Graphic design’s greatest vulnerability is not from technology. It is the continuing fragility of a research discourse that has not adequately articulated what the practice, in all its breadth and diversity of industry application, actually does. That case still needs making, because there is not one aspect of design, the creative industries, or even further afield, that isn’t impacted by graphic design – and at the moment, the practice is hiding in plain sight.
Brown, B., Buchanan, R., DiSalvo, C., Lee, K., Mazé, R. & Triggs, T. (2024) Introduction. Design Issues. 40 (3), 1-5. doi: 10.1162/desi_e_00763.
Corazzo, J., Harland, R. G., Honnor, A. & Rigley, S. (2019) The Challenges for Graphic Design in Establishing an Academic Research Culture: Lessons from the Research Excellence Framework 2014. The Design Journal. 23 (1), 7-29. doi: 10.1080/14606925.2019.1682446.
HEFCE (2014) Research Excellence Framework 2014: Overview report by Main Panel D and Sub-panels 27 to 36. London, Research Excellence Framework.
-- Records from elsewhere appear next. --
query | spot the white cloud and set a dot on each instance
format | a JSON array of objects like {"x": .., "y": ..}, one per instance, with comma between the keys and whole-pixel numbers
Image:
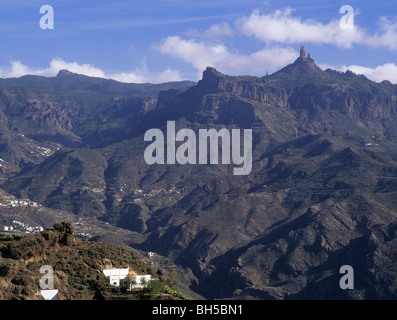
[
  {"x": 282, "y": 27},
  {"x": 387, "y": 71},
  {"x": 139, "y": 75},
  {"x": 201, "y": 55}
]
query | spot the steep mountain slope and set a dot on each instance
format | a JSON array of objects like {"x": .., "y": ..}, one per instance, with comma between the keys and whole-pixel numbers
[{"x": 321, "y": 193}]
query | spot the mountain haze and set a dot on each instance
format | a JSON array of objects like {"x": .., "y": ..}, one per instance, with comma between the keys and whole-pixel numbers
[{"x": 322, "y": 191}]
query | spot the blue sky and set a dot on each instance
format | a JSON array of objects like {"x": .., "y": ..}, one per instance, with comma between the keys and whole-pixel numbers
[{"x": 166, "y": 40}]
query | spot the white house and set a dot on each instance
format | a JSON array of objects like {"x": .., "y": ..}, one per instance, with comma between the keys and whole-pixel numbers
[
  {"x": 140, "y": 282},
  {"x": 118, "y": 278},
  {"x": 49, "y": 294},
  {"x": 115, "y": 275}
]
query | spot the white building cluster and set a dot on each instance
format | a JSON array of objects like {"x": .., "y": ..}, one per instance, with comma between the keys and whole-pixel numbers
[
  {"x": 20, "y": 203},
  {"x": 18, "y": 226},
  {"x": 118, "y": 278}
]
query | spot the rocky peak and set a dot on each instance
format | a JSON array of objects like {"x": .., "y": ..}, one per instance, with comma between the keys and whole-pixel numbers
[
  {"x": 212, "y": 80},
  {"x": 305, "y": 60},
  {"x": 64, "y": 72}
]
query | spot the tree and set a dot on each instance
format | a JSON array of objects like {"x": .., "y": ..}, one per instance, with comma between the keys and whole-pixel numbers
[
  {"x": 173, "y": 279},
  {"x": 131, "y": 281}
]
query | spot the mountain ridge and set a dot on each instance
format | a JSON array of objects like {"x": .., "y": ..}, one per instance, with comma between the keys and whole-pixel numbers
[{"x": 321, "y": 191}]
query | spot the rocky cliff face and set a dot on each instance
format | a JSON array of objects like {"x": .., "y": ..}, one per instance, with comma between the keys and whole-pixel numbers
[{"x": 321, "y": 193}]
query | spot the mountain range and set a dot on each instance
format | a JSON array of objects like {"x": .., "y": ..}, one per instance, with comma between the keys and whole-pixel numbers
[{"x": 322, "y": 192}]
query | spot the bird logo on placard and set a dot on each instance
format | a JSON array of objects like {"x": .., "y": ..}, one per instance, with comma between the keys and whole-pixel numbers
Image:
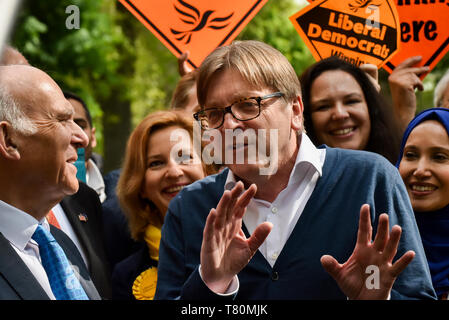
[
  {"x": 192, "y": 16},
  {"x": 359, "y": 4}
]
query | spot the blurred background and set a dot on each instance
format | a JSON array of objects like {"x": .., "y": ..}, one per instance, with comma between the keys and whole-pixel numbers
[{"x": 123, "y": 72}]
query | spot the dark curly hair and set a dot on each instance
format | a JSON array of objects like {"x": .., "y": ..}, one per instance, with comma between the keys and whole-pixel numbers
[{"x": 384, "y": 136}]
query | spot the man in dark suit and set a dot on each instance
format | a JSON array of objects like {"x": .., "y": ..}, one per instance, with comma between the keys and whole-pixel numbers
[
  {"x": 80, "y": 217},
  {"x": 38, "y": 143}
]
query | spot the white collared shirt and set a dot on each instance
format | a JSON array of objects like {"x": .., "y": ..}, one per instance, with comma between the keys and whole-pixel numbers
[
  {"x": 18, "y": 227},
  {"x": 94, "y": 179},
  {"x": 288, "y": 206}
]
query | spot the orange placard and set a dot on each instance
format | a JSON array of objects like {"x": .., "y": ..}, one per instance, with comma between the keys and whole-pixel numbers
[
  {"x": 424, "y": 31},
  {"x": 357, "y": 31},
  {"x": 197, "y": 26}
]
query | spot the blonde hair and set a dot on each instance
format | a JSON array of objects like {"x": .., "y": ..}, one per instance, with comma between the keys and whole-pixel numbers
[
  {"x": 258, "y": 63},
  {"x": 139, "y": 211}
]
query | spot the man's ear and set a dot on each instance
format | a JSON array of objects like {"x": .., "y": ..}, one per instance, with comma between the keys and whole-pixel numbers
[
  {"x": 8, "y": 147},
  {"x": 297, "y": 115}
]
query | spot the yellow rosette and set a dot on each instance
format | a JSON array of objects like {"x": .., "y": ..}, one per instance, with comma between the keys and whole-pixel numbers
[{"x": 144, "y": 287}]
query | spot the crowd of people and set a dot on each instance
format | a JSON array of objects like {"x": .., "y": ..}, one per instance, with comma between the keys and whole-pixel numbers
[{"x": 345, "y": 195}]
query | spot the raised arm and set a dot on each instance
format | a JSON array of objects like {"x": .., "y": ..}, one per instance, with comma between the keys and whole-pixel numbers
[
  {"x": 225, "y": 250},
  {"x": 369, "y": 273}
]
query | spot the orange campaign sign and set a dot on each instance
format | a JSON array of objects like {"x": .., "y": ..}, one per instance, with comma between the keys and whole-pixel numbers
[
  {"x": 197, "y": 26},
  {"x": 357, "y": 31},
  {"x": 424, "y": 31}
]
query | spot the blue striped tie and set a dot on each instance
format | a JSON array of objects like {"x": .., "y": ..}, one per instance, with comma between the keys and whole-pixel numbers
[{"x": 64, "y": 284}]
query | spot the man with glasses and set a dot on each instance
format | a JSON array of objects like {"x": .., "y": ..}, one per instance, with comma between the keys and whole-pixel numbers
[{"x": 246, "y": 235}]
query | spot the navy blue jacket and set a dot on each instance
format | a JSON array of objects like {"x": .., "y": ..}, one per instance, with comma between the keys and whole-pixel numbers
[{"x": 328, "y": 225}]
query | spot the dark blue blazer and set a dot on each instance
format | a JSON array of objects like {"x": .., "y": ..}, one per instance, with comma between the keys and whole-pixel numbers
[{"x": 328, "y": 225}]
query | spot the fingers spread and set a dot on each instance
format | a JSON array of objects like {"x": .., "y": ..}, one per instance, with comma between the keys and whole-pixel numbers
[
  {"x": 382, "y": 233},
  {"x": 392, "y": 245},
  {"x": 402, "y": 263},
  {"x": 244, "y": 200}
]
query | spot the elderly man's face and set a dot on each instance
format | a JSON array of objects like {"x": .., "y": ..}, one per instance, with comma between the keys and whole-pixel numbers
[
  {"x": 80, "y": 118},
  {"x": 279, "y": 120},
  {"x": 50, "y": 153}
]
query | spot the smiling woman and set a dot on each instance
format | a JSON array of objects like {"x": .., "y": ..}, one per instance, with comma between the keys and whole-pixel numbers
[
  {"x": 424, "y": 167},
  {"x": 343, "y": 109},
  {"x": 159, "y": 162}
]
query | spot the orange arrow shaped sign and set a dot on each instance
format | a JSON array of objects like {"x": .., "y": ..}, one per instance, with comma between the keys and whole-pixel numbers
[
  {"x": 358, "y": 31},
  {"x": 424, "y": 31},
  {"x": 197, "y": 26}
]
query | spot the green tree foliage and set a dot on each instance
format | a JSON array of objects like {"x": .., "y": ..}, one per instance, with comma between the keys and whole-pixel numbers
[
  {"x": 272, "y": 25},
  {"x": 122, "y": 70}
]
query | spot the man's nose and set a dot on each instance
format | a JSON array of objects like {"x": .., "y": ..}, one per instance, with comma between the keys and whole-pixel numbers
[{"x": 79, "y": 137}]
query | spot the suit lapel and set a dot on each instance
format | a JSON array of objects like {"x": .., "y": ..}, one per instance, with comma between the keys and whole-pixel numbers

Hernández-Ramíirez, R. & Meron, Y. (2025) Neodesign: The Loss of Craft, Imagination and a Playful Attitude. In: DRS LearnXDesign 2025, 22-24 September, University of Aveiro, Portugal. doi: 10.21606/drslxd.2025.096
Meron, Y. (2022) Graphic design and artificial intelligence: Interdisciplinary challenges for designers in the search for research collaboration. DRS2022: Bilbao. doi: 10.21606/drs.2022.157
Meron, Y. & Tekmen Araci, Y. (2023) Artificial intelligence in design education: evaluating ChatGPT as a virtual colleague for post-graduate course development. Design Science. 9, e30. doi: h10.1017/dsj.2023.28.